Nasdaq 100 Forecast: “Magnificent Seven” Q4 2023 Earnings Preview

Matt Weller
By :  ,  Head of Market Research

Nasdaq 100 Key Points

  • The Magnificent Seven stocks make up more than 100% of the S&P 500 earnings growth, so traders will be keyed into their results.
  • First up is Tesla on Wednesday, with traders expecting $0.73 in EPS.
  • The Nasdaq 100 is poised to close the day and week at record highs, and as long as $17K holds, bulls will remain in control.

Nasdaq 100 Fundamental Analysis

It wasn’t the smoothest start to 2024 for the “Big Tech” stocks that make up a disproportionate weighting in the Nasdaq 100, but they’ve quickly gotten back on track after the first week of the year.

A big factor driving the Nasdaq 100 higher of late has been strong US economic data. Between stronger-than-expected readings on the labor market (ADP and NFP in the first week of the year), price pressures (CPI in the second week of the year), and the consumer (retail sales earlier this week), it’s clear that the US economy outperformed expectations to finish last year.

A couple years back, the “growthy” technology stocks in the Nasdaq 100 would have struggled against a backdrop of the potential for “higher for longer” interest rates, they have matured since then and now are net beneficiaries of a strong economy and attendant high interest rates.

Now, with the “Magnificent Seven” stocks (Microsoft, Apple, Google/Alphabet, Amazon, Nvidia, Facebook/Meta, and Tesla) collectively trading at an eye-watering 50 P/E ratio, the only thing that could drag down the Nasdaq 100 may be poor earnings results.

Magnificent Seven Earnings Preview – MSFT, AAPL, GOOG, AMZN, NVDA, META, TSLA

Each of the Magnificent Seven stocks faces its own set of opportunities and challenges, but some common themes to monitor are the health of the consumer and the broader economy, as well as the impact of AI and growth of augmented/virtual reality devices.

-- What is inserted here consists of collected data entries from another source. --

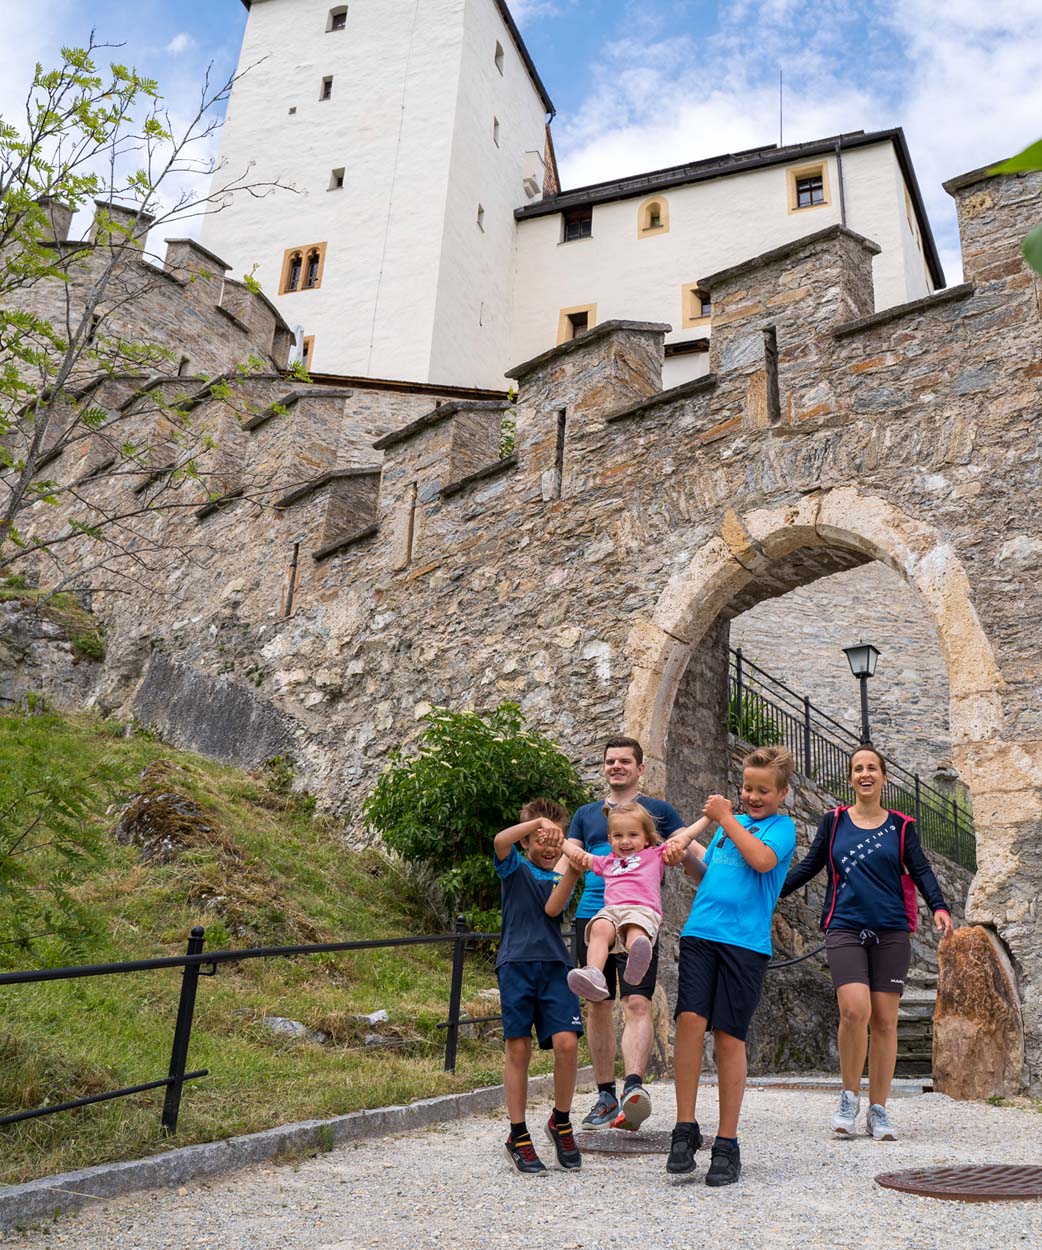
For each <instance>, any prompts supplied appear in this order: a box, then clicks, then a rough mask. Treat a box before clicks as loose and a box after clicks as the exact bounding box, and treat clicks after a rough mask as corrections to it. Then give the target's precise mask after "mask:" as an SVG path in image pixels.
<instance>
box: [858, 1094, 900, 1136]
mask: <svg viewBox="0 0 1042 1250" xmlns="http://www.w3.org/2000/svg"><path fill="white" fill-rule="evenodd" d="M865 1129H866V1131H867V1133H868V1134H870V1135H871V1136H872V1138H873V1139H875V1140H876V1141H897V1129H895V1128H893V1125H892V1124H891V1123H890V1116H888V1115H887V1114H886V1108H885V1106H880V1104H878V1103H872V1105H871V1106H870V1108H868V1115H867V1118H866V1124H865Z"/></svg>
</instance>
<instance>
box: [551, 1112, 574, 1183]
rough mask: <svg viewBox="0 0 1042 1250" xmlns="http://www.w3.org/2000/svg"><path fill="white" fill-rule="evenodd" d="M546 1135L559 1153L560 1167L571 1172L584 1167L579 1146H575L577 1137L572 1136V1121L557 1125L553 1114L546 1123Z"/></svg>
mask: <svg viewBox="0 0 1042 1250" xmlns="http://www.w3.org/2000/svg"><path fill="white" fill-rule="evenodd" d="M546 1135H547V1138H550V1140H551V1141H552V1143H553V1149H555V1151H556V1153H557V1164H558V1166H561V1168H567V1169H570V1170H571V1169H573V1168H581V1166H582V1155H581V1154H580V1153H578V1146H577V1145H576V1144H575V1135H573V1134H572V1126H571V1121H570V1120H565V1123H563V1124H555V1123H553V1114H552V1113H551V1115H550V1119H548V1120H547V1121H546Z"/></svg>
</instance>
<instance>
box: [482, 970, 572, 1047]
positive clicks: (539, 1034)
mask: <svg viewBox="0 0 1042 1250" xmlns="http://www.w3.org/2000/svg"><path fill="white" fill-rule="evenodd" d="M496 976H497V978H499V980H500V1004H501V1008H502V1018H504V1039H505V1040H509V1039H510V1038H531V1035H532V1025H535V1029H536V1038H538V1044H540V1049H541V1050H551V1049H552V1046H553V1034H555V1033H573V1034H576V1035H577V1036H580V1038H581V1036H582V1013H581V1011H580V1006H578V998H577V996H576V995H575V994H572V991H571V990H570V989H568V981H567V976H568V966H567V964H562V963H561V961H560V960H556V959H555V960H550V959H545V960H535V961H532V963H528V964H500V966H499V968H497V969H496Z"/></svg>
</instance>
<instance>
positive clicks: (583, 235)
mask: <svg viewBox="0 0 1042 1250" xmlns="http://www.w3.org/2000/svg"><path fill="white" fill-rule="evenodd" d="M563 217H565V242H573V241H575V240H576V239H590V237H591V235H592V234H593V206H592V205H590V204H585V205H582V206H581V207H577V209H566V210H565V212H563Z"/></svg>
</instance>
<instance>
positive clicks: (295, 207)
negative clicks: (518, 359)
mask: <svg viewBox="0 0 1042 1250" xmlns="http://www.w3.org/2000/svg"><path fill="white" fill-rule="evenodd" d="M244 4H245V5H246V8H247V9H249V10H250V14H249V20H247V24H246V32H245V36H244V40H242V51H241V55H240V61H239V73H240V74H241V75H242V78H241V79H240V80H239V81H237V83H236V84H235V88H234V90H232V94H231V100H230V103H229V109H227V119H226V123H225V128H224V133H222V139H221V160H222V163H224V164H225V166H226V170H227V173H229V174H231V175H239V174H241V173H242V171H245V170H246V169H247V166H250V165H252V169H251V171H250V180H251V181H264V180H274V179H279V180H280V181H282V183H287V184H291V185H292V186H295V187H296V192H276V194H275V195H271V196H266V197H261V199H252V197H249V196H237V197H236V199H235V204H234V207H231V209H229V210H227V211H224V212H214V214H211V215H209V216H207V217H206V220H205V222H204V227H202V237H201V241H202V244H204V245H205V246H206V247H209V249H210V250H211V251H214V252H216V254H217V255H219V256H221V257H222V259H225V260H227V261H229V262H230V264H231V265H232V266H234V272H235V274H236V276H239V275H240V274H241V272H249V271H250V270H251V269H252V267H254V266H255V265H256V277H257V280H259V281H260V282H261V285H262V287H264V291H265V294H266V295H269V296H270V297H271V299H272V300H274V302H275V304H276V305H277V307H279V311H280V312H281V314H282V315H284V316H285V317H286V320H287V321H289V324H290V325H292V326H301V327H302V330H304V336H305V342H306V346H307V365H309V369H311V370H312V371H316V372H320V374H339V375H347V376H365V377H386V379H401V380H405V381H411V382H446V384H452V385H456V386H497V387H502V386H504V385H505V384H504V367H505V365H506V364H509V356H510V346H511V344H510V319H511V305H512V297H514V292H512V272H514V247H515V220H514V210H515V209H517V207H521V206H523V205H526V204H530V202H533V201H535V200H537V199H538V197H541V196H542V194H543V187H545V186H546V189H547V190H550V191H555V190H556V189H557V187H556V170H553V168H552V148H551V146H550V144H548V133H547V115H550V116H552V113H553V106H552V104H551V101H550V99H548V96H547V94H546V89H545V88H543V85H542V83H541V81H540V78H538V74H537V73H536V69H535V66H533V64H532V61H531V58H530V56H528V53H527V50H526V49H525V45H523V41H522V40H521V36H520V34H519V32H517V27H516V26H515V24H514V21H512V19H511V16H510V12H509V10H507V6H506V4H505V2H504V0H352V2H351V4H346V5H345V4H339V5H330V4H329V0H244ZM547 159H548V161H550V168H547V165H546V161H547Z"/></svg>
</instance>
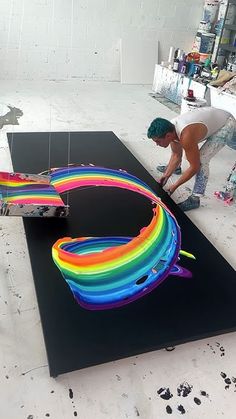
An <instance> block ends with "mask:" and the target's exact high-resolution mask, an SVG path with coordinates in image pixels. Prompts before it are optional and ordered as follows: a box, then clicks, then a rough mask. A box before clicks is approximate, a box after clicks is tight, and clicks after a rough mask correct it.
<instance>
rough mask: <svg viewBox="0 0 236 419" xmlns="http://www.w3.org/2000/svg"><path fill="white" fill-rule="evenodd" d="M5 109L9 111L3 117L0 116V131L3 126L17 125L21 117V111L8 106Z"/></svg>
mask: <svg viewBox="0 0 236 419" xmlns="http://www.w3.org/2000/svg"><path fill="white" fill-rule="evenodd" d="M7 107H8V109H9V111H8V112H7V113H6V114H5V115H3V116H0V129H2V127H3V126H4V125H19V122H18V119H19V118H20V117H21V116H22V115H23V112H22V110H21V109H18V108H14V107H12V106H9V105H8V106H7Z"/></svg>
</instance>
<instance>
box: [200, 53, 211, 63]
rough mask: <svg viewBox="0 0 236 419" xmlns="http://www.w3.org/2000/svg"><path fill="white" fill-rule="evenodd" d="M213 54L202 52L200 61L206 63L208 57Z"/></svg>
mask: <svg viewBox="0 0 236 419" xmlns="http://www.w3.org/2000/svg"><path fill="white" fill-rule="evenodd" d="M210 57H211V54H200V62H201V63H205V62H206V60H207V58H210Z"/></svg>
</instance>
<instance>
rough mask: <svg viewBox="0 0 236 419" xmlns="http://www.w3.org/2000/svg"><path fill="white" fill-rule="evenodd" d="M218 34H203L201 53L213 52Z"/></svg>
mask: <svg viewBox="0 0 236 419" xmlns="http://www.w3.org/2000/svg"><path fill="white" fill-rule="evenodd" d="M215 37H216V35H215V34H214V33H202V34H201V45H200V49H199V52H200V54H211V53H212V51H213V48H214V42H215Z"/></svg>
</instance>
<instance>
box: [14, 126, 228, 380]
mask: <svg viewBox="0 0 236 419" xmlns="http://www.w3.org/2000/svg"><path fill="white" fill-rule="evenodd" d="M8 140H9V145H10V149H11V155H12V161H13V168H14V171H18V172H25V173H39V172H41V171H43V170H46V169H48V168H49V167H61V166H67V164H68V163H76V164H88V163H92V164H94V165H98V166H103V167H108V168H114V169H119V168H121V169H125V170H127V171H128V172H129V173H131V174H133V175H135V176H137V177H138V178H140V179H142V180H143V181H144V182H146V183H147V184H148V185H149V186H150V187H151V188H153V190H154V191H155V192H157V194H158V195H159V196H160V197H161V198H162V200H163V201H164V202H165V203H166V204H167V206H168V207H169V208H170V210H171V211H172V212H173V214H174V215H175V217H176V218H177V221H178V223H179V225H180V227H181V231H182V249H184V250H186V251H188V252H191V253H193V254H194V255H195V256H196V261H194V260H191V259H187V258H184V257H181V263H180V264H181V265H182V266H183V267H186V268H187V269H189V270H191V271H192V273H193V278H192V279H186V278H179V277H174V276H169V278H167V279H166V280H165V281H164V282H163V283H162V284H161V285H160V286H159V287H157V288H156V289H155V290H154V291H153V292H151V293H150V294H148V295H146V296H145V297H144V298H142V299H139V300H138V301H136V302H133V303H131V304H129V305H126V306H124V307H121V308H116V309H112V310H105V311H88V310H85V309H83V308H81V307H80V306H79V305H78V304H77V303H76V301H75V300H74V299H73V296H72V293H71V291H70V289H69V288H68V286H67V284H66V282H65V281H64V280H63V278H62V275H61V273H60V271H59V270H58V268H57V267H56V266H55V265H54V263H53V261H52V257H51V248H52V245H53V244H54V242H55V241H56V240H57V239H58V238H62V237H65V236H70V237H79V236H103V235H120V236H129V235H130V236H135V235H137V234H138V233H139V230H140V229H141V228H142V227H144V226H145V225H147V224H148V222H149V221H150V219H151V217H152V211H151V204H150V202H148V200H147V199H146V198H145V197H142V196H139V195H136V194H134V193H132V192H130V191H126V190H119V189H115V188H101V187H97V188H88V189H84V190H79V191H73V192H71V193H70V194H68V195H67V196H66V198H65V200H66V203H67V201H68V203H69V204H70V207H71V211H70V217H69V218H68V219H40V218H29V219H24V226H25V231H26V237H27V243H28V248H29V253H30V259H31V264H32V270H33V277H34V282H35V287H36V292H37V299H38V305H39V310H40V315H41V320H42V327H43V332H44V339H45V344H46V350H47V356H48V361H49V368H50V374H51V375H52V376H54V377H55V376H57V375H58V374H62V373H66V372H69V371H73V370H77V369H80V368H85V367H88V366H92V365H97V364H101V363H104V362H108V361H112V360H116V359H120V358H124V357H128V356H131V355H137V354H140V353H143V352H148V351H152V350H155V349H159V348H163V347H168V346H173V345H176V344H180V343H184V342H187V341H192V340H195V339H199V338H203V337H207V336H213V335H217V334H220V333H224V332H229V331H233V330H235V329H236V304H235V295H236V275H235V271H234V270H233V268H232V267H231V266H230V265H229V264H228V263H227V262H226V260H225V259H224V258H223V257H222V256H221V255H220V254H219V253H218V251H217V250H216V249H215V248H214V247H213V245H212V244H211V243H210V242H209V241H208V240H207V239H206V238H205V237H204V235H203V234H202V233H201V232H200V231H199V230H198V229H197V227H196V226H195V225H194V224H193V223H192V222H191V221H190V220H189V219H188V218H187V216H186V215H185V214H184V213H182V212H181V211H180V209H179V208H178V206H177V205H176V204H175V203H174V202H173V201H172V199H171V198H170V197H169V196H168V195H167V194H166V193H165V192H164V191H163V190H162V189H161V188H160V187H159V186H158V184H157V182H156V181H155V180H154V179H153V178H152V177H151V176H150V174H149V173H148V172H147V171H146V170H145V169H144V167H143V166H142V165H141V164H140V163H139V162H138V160H137V159H136V158H135V157H134V156H133V155H132V154H131V152H130V151H129V150H128V149H127V148H126V147H125V146H124V145H123V144H122V143H121V142H120V141H119V139H118V138H117V137H116V136H115V135H114V134H113V133H112V132H71V133H68V132H67V133H66V132H57V133H14V134H8ZM49 149H50V153H49Z"/></svg>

On balance, the Magnificent Seven stocks’ earnings are expected to grow nearly 40% from the same period last year on 12% high revenues, according to Zacks analysts. According to LPL Financial, these seven stocks will make up more than 100% of the total earnings growth of the entire S&P 500 index, meaning that the “S&P 493” likely lost money across all of last year:

Magnificent_seven_earnings

Source: LPL Research, Bloomberg.

Earnings aren’t the only fundamental metric on which the Magnificent outperform other stocks. Looking at factors like sales growth (Magnificent Seven expected near 11% over the next two years vs. 3% from the S&P 493) and net margins (~20% for the Magnificent Seven vs. ~10% for the S&P 493), there is no comparison, as the below charts from Goldman Sachs show:

magnificent_seven_sales_growth_and_net_margins

Source: FactSet, Goldman Sachs Investment Research

Clearly, if you’re trading indices (and even if you’re not), it’s worth keeping a close eye on the Magnificent Seven stocks’ earnings results for the foreseeable future.

Below, we highlight the earnings dates and the market’s expectations for each of the Magnificent Seven stocks in order of their reporting dates:

  • Tesla – January 24. EPS expected at $0.73.
  • Microsoft – January 30. EPS expected at $2.76.
  • Alphabet/Google – February 1. EPS expected at $1.59.
  • Amazon – February 1. EPS expected at $0.79.
  • Facebook/Meta Platforms – February 1. EPS expected at $4.83.
  • Apple – February 1. EPS expected at $2.10.
  • Nvidia – February 28. EPS expected at $4.50.

Nasdaq 100 Technical Analysis – NDX Daily Chart

01192024CHART

Source: TradingView, StoneX

Based on the recent price action, Nasdaq 100 traders don’t seem particularly concerned about the upcoming earnings reports. As the chart above shows, the Nasdaq 100 is poised to close the day and week at fresh record highs above $17K, leaving little in the way of overhead resistance.

As long as next week’s earnings results from Tesla are able to meet expectations, the near-term path of least resistance remains to the topside for the index.  Traders will only get concerned if weak earnings reports start to accumulate and the index breaks below technical support in the 16,700 zone.